Like Scott, the Supreme Court’s 2011 Wal-Mart decision concerned the commonality requirement under Rule 23 for class actions and whether it could be satisfied in a sex discrimination case under Title VII. In Wal-Mart, 1.5 million current and former female employees of Wal-Mart claimed that Wal-Mart’s policy of providing local managers with subjective decision making authority over pay and promotions caused an illegal, disparate impact on its female employees. The plaintiffs also alleged that Wal-Mart’s failure to stop this subjective, discretionary authority was illegal on a class-wide basis. The Supreme Court rejected the plaintiffs’ claims that a class was present in Wal-Mart.
Many felt that Wal-Mart sounded the death knell for not only employment class actions but also consumer, antitrust, and any other type of class actions where a defendant or its agents made subjective decisions. That, in fact, was the position of the District Court in Scott in dismissing the plaintiffs’ case and refusing to allow them to amend their complaint. The district court held that “[t]he Supreme Court made clear in Dukes that, as a matter of law, plaintiffs . . . cannot satisfy the Rule 23(a) commonality requirement . . . as a result of subjective decisions made at the local store levels.” Scott v.
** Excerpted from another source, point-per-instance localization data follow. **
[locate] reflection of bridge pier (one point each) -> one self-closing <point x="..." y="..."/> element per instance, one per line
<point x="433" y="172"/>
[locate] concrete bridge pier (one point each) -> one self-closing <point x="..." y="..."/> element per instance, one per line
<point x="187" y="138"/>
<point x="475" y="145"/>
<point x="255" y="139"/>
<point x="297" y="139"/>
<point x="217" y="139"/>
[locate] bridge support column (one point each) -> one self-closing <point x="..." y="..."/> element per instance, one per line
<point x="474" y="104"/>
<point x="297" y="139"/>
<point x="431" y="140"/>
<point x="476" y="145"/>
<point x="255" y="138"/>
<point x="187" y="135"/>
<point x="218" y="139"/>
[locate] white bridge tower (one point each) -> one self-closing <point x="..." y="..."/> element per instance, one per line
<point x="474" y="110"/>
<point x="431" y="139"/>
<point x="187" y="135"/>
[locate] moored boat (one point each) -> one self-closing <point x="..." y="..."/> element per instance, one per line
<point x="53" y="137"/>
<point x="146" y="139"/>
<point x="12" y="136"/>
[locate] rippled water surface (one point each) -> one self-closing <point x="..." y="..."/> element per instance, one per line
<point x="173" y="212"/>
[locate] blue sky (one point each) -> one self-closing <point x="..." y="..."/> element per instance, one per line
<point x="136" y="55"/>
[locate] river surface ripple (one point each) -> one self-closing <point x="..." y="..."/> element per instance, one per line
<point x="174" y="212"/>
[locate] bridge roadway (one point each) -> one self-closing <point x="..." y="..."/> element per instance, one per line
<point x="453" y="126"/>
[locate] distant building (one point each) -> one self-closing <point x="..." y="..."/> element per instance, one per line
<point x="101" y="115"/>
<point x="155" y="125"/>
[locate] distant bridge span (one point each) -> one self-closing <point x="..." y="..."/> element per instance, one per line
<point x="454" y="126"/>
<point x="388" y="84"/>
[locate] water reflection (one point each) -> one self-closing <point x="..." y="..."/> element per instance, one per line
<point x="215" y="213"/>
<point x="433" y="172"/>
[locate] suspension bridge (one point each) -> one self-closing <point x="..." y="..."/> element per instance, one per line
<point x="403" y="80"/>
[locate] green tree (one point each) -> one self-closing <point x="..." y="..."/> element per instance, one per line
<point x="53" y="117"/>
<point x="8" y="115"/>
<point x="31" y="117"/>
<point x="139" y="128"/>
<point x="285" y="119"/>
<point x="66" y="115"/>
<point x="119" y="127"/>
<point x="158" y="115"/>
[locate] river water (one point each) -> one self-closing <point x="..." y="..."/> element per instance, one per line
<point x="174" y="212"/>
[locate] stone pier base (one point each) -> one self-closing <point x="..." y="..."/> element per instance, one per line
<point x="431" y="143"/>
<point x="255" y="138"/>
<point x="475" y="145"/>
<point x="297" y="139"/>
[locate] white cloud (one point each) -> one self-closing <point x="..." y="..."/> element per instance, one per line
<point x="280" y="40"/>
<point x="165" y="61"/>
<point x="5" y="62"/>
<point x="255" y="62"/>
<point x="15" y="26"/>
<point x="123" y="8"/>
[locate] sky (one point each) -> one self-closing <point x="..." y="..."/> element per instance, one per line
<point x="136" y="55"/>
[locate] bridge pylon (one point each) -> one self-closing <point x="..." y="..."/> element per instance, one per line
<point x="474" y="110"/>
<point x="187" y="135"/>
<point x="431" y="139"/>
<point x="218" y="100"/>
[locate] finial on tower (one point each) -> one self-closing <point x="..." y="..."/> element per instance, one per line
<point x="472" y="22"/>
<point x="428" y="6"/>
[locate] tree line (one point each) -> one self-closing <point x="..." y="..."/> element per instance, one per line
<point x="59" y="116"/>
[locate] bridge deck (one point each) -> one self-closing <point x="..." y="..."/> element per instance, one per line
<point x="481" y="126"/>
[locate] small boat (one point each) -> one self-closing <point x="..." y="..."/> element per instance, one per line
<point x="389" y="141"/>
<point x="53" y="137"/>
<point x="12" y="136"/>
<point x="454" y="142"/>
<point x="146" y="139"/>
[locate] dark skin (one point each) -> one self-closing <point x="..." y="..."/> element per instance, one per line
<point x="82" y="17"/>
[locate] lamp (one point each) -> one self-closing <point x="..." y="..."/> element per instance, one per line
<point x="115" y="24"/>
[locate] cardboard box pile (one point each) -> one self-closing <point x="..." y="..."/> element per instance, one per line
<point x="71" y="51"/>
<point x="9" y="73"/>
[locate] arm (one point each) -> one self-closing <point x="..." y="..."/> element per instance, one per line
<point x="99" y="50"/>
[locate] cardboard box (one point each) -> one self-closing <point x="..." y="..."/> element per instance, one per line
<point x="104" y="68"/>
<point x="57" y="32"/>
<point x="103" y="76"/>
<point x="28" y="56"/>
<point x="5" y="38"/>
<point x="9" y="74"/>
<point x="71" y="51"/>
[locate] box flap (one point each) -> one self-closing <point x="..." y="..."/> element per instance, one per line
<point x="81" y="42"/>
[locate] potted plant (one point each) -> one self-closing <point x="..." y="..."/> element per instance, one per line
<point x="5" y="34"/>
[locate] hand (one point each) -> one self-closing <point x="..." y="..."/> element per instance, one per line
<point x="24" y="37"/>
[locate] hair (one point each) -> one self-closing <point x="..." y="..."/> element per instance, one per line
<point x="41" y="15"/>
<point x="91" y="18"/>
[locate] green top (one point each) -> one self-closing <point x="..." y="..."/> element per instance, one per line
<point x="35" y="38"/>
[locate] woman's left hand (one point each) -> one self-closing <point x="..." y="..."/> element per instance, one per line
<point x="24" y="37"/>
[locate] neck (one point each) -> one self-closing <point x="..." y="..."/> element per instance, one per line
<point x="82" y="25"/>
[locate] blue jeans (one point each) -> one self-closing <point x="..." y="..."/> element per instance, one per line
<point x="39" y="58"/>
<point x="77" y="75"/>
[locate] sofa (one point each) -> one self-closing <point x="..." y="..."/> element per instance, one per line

Family Dollar Stores, Inc.[3]
In Scott, the Fourth Circuit explicitly rejected this argument and held “Wal-Mart did not set out a per se rule against class certification where subjective decision-making or discretion is alleged.” The Fourth Circuit found that the district court was “clearly erroneous” by not allowing the complaint to be amended and then analyzed under Rule 23. The Fourth Circuit went further and noted that “Wal-Mart is limited to the exercise of discretion by lower-level employees, as opposed to upper-level, top-management personnel,” meaning that subjective decisions by upper-level management could be the basis for a class if tied to a company policy.[4] “Thus, to satisfy commonality, a plaintiff must demonstrate that the exercise of discretion is tied to a specific employment practice, and that the ‘subjective practice at issue affected the class in a uniform manner.’”[5] “To expound,” the Fourth Circuit pointed to, among other examples, Family Dollar’s “salary range policy [that] sets mandatory minimum and maximum pay for Store Managers,” but provides “exceptions above the range–granted by the corporate Vice Presidents– [that] are often granted more in favor of men[,]” such that, if the plaintiffs could show this to be true, the commonality requirement could be satisfied.[6]
What this means going forward, at least in the Mid-Atlantic region, is that when “discretionary decisions . . . are made by high-level corporate decision-makers with authority over a broad segment of [a defendant]’s employees,” Wal-Mart is likely not applicable and a class action has the possibility of going forward.[7]